Research Facilities


The applied physics research programs at CSM are supported by high-performance equipment and instrumentation. All of the professors engaged in experimental physics maintain laboratories in which their groups develop and exploit state-of-the-art techniques in the performance of their research. 

A broad range of facilities for characterization of electronic materials is available within the physics department. These include optical techniques such as low temperature photoluminescence, time-resolved photoluminescence, excitation spectroscopy, transmission and reflectivity, Raman scattering, and spectroscopic ellipsometry. Scanning probe techniques including Scanning Tunneling Microscopy (STM), Atomic Force Microscopy (AFM) and Near-Field Scanning Optical Microscopy (NSOM) for extremely high spatial resolution characterization are also maintained.  Electrical characterization tools include temperature-dependent Hall measurements, capacitance and current voltage profiling, photoelectric effect, and frequency dependent impedance measurements.

The solid-state physics laboratories are supported by thin-film preparation systems, such as growth chambers in which electron beam, sputtering, and thermal deposition can be performed. Real-time materials characterization and in-situ scanning probe microscopy are being incorporated in growth systems. A state-of-the-art materials processing lab, which includes a class 1000 clean room, has recently been constructed. Facilities for photolithography, wafer cleaning, reactive ion etching, diffusion doping, and oxide growth are housed in the clean room.

The Structure of Materials Laboratory houses facilities for the study of materials on the atomic scale. There are two x-ray diffractometers for crystallography, one powered by a high-intensity rotating anode generator. A small-angle x-ray scattering attachment allows study of structural fluctuations on a scale from 1 to 30 nm. Mossbauer spectrometers can be operated with samples from 4 K to 1000 K, and a special detector allows backscatter measurements for near-surface studies.
The high pressure materials physics laboratory is equipped for various measurements on dense liquids and solids. It contains three diamond anvil and two sapphire ball cells for generating pressures from 0.1 to 100 GPa, a 5-watt argon ion laser, a variety of microscopes, and several spectrometers and liquid- helium cryostats. All of the optical and electrical characterization techniques mentioned above can be performed under pressure.

The surface physics laboratories have ultrahigh vacuum chambers equipped for analysis of surface and interface chemical composition and structure. One system contains both scanning Auger electron and secondary ion mass spectroscopies.

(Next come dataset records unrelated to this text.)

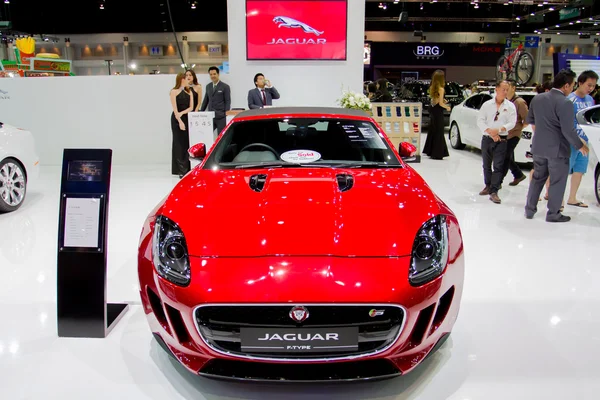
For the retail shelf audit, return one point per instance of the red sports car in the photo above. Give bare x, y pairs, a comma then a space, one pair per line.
302, 248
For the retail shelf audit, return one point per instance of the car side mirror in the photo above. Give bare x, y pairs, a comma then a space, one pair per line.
407, 150
197, 151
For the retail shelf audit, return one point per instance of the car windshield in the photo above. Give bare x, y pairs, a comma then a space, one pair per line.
302, 142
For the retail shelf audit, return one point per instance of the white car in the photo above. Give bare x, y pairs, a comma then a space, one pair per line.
19, 166
589, 120
464, 130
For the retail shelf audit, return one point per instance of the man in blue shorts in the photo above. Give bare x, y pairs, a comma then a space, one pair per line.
578, 162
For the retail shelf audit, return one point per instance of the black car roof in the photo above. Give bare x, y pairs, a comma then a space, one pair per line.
302, 110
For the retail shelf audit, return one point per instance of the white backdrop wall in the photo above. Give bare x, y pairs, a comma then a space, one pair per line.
129, 114
300, 83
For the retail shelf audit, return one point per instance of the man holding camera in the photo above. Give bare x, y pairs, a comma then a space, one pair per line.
264, 93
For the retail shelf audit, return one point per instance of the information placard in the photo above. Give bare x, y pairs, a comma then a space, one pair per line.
82, 222
201, 130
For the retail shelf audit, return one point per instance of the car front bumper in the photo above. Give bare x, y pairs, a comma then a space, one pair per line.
260, 284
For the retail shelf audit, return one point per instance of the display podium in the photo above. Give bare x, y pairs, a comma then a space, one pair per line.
401, 122
82, 309
201, 130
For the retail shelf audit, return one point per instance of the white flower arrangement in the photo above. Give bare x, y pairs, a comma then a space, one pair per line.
357, 101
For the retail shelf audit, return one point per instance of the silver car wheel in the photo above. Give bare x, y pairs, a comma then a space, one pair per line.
12, 184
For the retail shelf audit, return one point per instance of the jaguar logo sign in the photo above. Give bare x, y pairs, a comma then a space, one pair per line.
428, 52
287, 22
296, 30
299, 314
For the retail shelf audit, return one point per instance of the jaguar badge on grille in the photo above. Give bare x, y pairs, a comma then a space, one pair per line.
299, 314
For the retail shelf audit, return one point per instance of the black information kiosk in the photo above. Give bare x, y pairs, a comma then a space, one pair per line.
82, 309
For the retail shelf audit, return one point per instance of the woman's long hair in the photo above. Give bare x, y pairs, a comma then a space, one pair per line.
383, 89
437, 82
180, 77
191, 71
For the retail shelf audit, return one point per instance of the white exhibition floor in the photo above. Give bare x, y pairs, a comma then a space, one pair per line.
529, 326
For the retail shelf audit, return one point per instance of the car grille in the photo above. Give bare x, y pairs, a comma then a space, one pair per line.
219, 326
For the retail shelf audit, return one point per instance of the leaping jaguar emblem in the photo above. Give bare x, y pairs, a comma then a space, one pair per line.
287, 22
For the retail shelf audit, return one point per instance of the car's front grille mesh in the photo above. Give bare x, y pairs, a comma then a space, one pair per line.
220, 326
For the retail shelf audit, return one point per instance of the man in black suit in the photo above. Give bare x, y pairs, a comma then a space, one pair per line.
217, 99
551, 116
263, 95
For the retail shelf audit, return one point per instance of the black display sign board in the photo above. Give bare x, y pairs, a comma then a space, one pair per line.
82, 309
435, 54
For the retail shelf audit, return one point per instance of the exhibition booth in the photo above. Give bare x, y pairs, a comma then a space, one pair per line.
131, 114
329, 261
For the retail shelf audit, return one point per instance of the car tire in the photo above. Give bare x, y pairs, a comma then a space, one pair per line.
13, 185
597, 184
455, 140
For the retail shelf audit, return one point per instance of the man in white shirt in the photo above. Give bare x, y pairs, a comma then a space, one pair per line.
263, 95
496, 117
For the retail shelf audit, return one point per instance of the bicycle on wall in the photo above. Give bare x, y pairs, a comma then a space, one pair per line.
517, 65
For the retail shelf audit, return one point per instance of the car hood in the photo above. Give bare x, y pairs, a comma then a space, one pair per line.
301, 212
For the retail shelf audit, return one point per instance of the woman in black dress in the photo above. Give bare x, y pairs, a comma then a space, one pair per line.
435, 144
192, 80
182, 102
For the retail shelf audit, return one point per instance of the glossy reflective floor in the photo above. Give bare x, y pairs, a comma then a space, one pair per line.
528, 329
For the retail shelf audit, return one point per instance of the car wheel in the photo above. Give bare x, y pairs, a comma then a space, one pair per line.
13, 185
455, 141
597, 183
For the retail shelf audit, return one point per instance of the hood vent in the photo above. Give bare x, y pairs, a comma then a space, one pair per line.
345, 182
257, 182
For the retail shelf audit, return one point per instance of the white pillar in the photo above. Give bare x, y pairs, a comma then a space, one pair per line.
125, 56
186, 50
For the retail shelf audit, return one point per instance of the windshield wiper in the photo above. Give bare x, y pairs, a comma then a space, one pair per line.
367, 165
262, 165
315, 165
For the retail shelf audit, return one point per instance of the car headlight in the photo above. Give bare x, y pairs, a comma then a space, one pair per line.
430, 251
169, 252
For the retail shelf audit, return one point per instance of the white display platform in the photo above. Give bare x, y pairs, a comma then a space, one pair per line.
201, 130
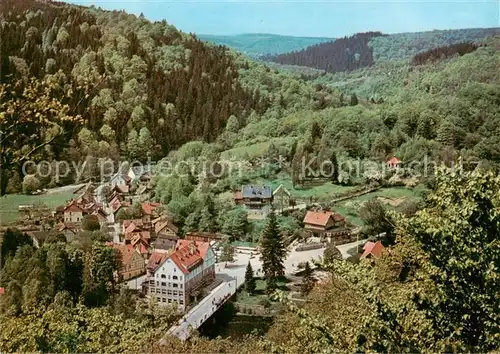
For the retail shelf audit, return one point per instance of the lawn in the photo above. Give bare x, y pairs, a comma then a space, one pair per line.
9, 203
259, 297
323, 191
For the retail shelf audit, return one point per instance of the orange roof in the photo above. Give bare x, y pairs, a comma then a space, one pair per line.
373, 248
121, 188
189, 254
160, 226
155, 260
73, 207
148, 207
394, 161
321, 218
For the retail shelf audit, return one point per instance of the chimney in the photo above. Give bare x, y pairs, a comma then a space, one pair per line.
192, 248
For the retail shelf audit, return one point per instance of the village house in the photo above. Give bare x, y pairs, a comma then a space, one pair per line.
133, 263
394, 163
325, 224
254, 197
181, 274
69, 230
204, 236
140, 173
372, 250
74, 212
165, 234
154, 261
37, 237
165, 228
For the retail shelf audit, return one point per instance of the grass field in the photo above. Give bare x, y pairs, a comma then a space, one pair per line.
9, 204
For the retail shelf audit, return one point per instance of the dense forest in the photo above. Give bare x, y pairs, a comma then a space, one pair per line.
85, 84
343, 54
443, 52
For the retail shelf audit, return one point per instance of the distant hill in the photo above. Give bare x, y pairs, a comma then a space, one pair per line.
365, 49
257, 44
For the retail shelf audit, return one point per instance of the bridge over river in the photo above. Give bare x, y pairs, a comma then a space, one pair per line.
203, 310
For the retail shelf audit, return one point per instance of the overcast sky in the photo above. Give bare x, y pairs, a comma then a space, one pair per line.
328, 18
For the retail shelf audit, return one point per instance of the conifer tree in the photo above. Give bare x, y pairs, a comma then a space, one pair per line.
249, 279
307, 280
227, 254
335, 166
354, 99
273, 249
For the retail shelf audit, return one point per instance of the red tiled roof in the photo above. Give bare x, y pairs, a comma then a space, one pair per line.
121, 188
73, 207
160, 226
373, 248
238, 195
189, 254
321, 218
127, 252
68, 226
394, 161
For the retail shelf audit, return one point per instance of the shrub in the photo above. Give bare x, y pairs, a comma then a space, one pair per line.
30, 184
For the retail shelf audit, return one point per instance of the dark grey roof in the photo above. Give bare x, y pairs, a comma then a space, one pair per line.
256, 192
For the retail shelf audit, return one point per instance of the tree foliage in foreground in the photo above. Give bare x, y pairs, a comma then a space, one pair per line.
273, 250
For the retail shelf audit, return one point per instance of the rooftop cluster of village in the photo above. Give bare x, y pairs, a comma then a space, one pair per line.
160, 260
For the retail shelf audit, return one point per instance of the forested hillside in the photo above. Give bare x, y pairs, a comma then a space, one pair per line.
362, 50
258, 44
119, 85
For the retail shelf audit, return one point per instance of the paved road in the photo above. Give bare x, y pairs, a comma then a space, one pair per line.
202, 311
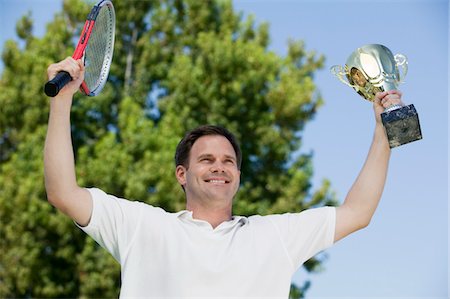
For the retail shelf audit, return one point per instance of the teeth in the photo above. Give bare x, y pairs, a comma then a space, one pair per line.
217, 181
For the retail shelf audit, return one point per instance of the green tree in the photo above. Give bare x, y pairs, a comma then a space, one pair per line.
177, 64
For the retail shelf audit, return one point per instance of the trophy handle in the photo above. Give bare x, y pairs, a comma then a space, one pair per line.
401, 63
340, 72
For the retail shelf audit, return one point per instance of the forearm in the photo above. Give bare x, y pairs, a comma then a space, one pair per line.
59, 165
365, 194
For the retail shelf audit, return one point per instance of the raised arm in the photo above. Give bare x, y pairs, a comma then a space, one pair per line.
62, 189
363, 198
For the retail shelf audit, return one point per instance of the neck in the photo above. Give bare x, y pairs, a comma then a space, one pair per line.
214, 215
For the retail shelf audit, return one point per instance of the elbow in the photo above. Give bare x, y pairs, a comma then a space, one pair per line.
364, 222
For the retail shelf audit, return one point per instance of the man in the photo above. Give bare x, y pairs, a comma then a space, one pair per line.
204, 251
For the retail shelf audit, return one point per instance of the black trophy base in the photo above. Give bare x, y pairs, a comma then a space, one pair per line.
402, 125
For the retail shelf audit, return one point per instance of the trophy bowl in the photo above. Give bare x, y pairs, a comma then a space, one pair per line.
373, 68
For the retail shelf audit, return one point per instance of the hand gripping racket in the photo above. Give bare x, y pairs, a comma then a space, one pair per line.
95, 46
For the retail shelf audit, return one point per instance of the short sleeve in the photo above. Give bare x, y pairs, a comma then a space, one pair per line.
113, 222
307, 233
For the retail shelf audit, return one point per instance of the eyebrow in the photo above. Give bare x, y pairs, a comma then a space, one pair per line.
212, 156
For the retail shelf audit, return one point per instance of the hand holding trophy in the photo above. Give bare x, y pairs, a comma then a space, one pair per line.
371, 69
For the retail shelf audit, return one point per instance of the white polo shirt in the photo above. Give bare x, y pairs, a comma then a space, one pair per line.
173, 255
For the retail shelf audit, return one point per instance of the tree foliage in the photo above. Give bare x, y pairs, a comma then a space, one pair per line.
177, 64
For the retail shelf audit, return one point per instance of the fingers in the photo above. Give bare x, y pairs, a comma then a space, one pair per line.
74, 67
388, 98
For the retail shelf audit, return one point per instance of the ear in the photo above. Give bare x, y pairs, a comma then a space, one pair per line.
180, 173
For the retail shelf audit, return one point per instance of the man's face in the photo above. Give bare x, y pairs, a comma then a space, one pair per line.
212, 174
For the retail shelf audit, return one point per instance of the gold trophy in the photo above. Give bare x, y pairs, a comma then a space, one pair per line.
373, 68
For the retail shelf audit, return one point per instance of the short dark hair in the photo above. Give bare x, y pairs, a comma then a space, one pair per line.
184, 147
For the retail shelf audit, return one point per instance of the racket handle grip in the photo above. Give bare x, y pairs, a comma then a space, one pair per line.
53, 86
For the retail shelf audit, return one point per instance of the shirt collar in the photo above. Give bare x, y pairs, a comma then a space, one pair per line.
187, 216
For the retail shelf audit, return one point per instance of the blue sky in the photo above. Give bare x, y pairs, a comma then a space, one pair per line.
404, 251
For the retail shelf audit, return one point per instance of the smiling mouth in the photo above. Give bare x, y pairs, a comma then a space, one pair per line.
215, 181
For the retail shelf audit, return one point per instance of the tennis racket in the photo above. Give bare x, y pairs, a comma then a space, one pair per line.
95, 46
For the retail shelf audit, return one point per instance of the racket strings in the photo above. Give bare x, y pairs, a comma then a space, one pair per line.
98, 54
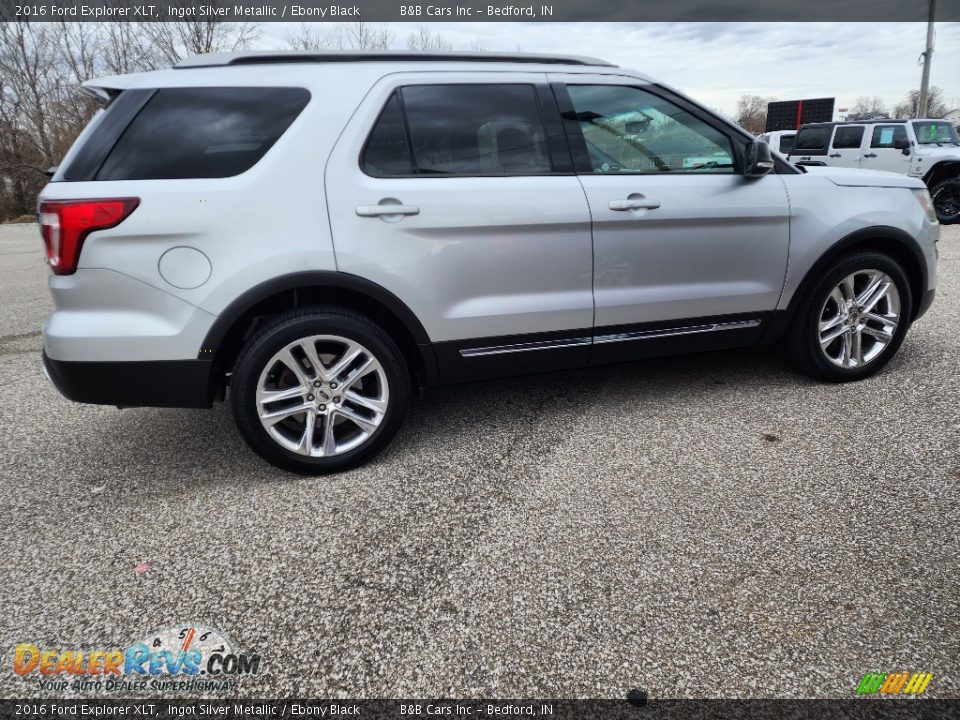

A second system has a high-resolution x-ray photoelectron spectrometer equipped with ion sputter cleaning and sample heating, and is connected to a sample preparation chamber and a high-pressure, heated catalytic cell. 

The optics labs are equipped with high-power ion lasers, gas lasers, solid-state lasers, standing-wave lasers, and ring-dye lasers, as well as several conventional sources. A new facility for generation of ultrashort x-ray pulses is being developed. Experiments are performed with high quality optical equipment for manipulating and detecting the light, such as a subtractive-dispersive triple monochromator, multichannel photomultiplier, and a spectroscopic grade charge-coupled device detector.

The experimental nuclear physics group has a General Ionex model-1545 high-current 180-keV particle accelerator. Cross-section measurements are performed with a collection of state-of-the-art ion and radiation detectors.

More than 60 networked workstations running Linux, Unix, and Windows NT provide access to the Internet and to tools such as Mathematica, TeX, data analysis and graphics programs, Web development, and compilers for number crunching.

The Physics Department maintains fully equipped electronics and instrument shops with full-time technicians in each. The electronics support includes design, fabrication, and repair of all digital and analog instrumentation. Students frequently gain valuable experience by becoming involved in electronics support activities. The instrument shop offers a formal course in shop practice that most experimentally oriented graduate students take.

Research is also conducted at national and international facilities such as NIST's Cold Neutron Research Facility, Oakridge National Laboratories, and Triangle Universities Nuclear Laboratory. Graduate students have the opportunity to travel to these locations and to interact with the international communities of physicists who do experiments at centralized laboratories.